Components of AOCE at December 25, 2011 and December 26, 2010 are as follows:
2011 2010
Foreign currency translation adjustments ............................... $40,798 62,642
Gain on cash flow hedging activities, net of tax ......................... 10,081 15,432
Unrecognized pension and postretirement amounts, net of tax .............. (86,822) (69,925)
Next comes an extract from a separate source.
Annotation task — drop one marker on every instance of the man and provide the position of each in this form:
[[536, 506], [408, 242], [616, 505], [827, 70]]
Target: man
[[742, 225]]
Total AOCE ..................................................... $(35,943) 8,149
(3) Property, Plant and Equipment
2011 2010
Land and improvements ........................................... $ 7,038 6,726
Buildings and improvements ........................................ 202,258 197,494
Machinery, equipment and software .................................. 405,912 398,896
615,208 603,116
Less accumulated depreciation ...................................... 453,676 430,193
161,532 172,923
Tools, dies and molds, net of accumulated depreciation .................. 56,489 60,657
Total property, plant and equipment, net .............................. $218,021 233,580
Expenditures for maintenance and repairs which do not materially extend the life of the assets are charged to
operations as incurred.
(4) Goodwill and Intangibles
Goodwill and certain intangible assets relating to rights obtained in the Company’s acquisition of Milton
Bradley in 1984 and Tonka in 1991 are not amortized. These rights were determined to have indefinite lives and
total approximately $75,700. The Company’s other intangible assets are amortized over their remaining useful
lives, and accumulated amortization of these other intangibles is reflected in other intangibles, net in the
accompanying consolidated balance sheets.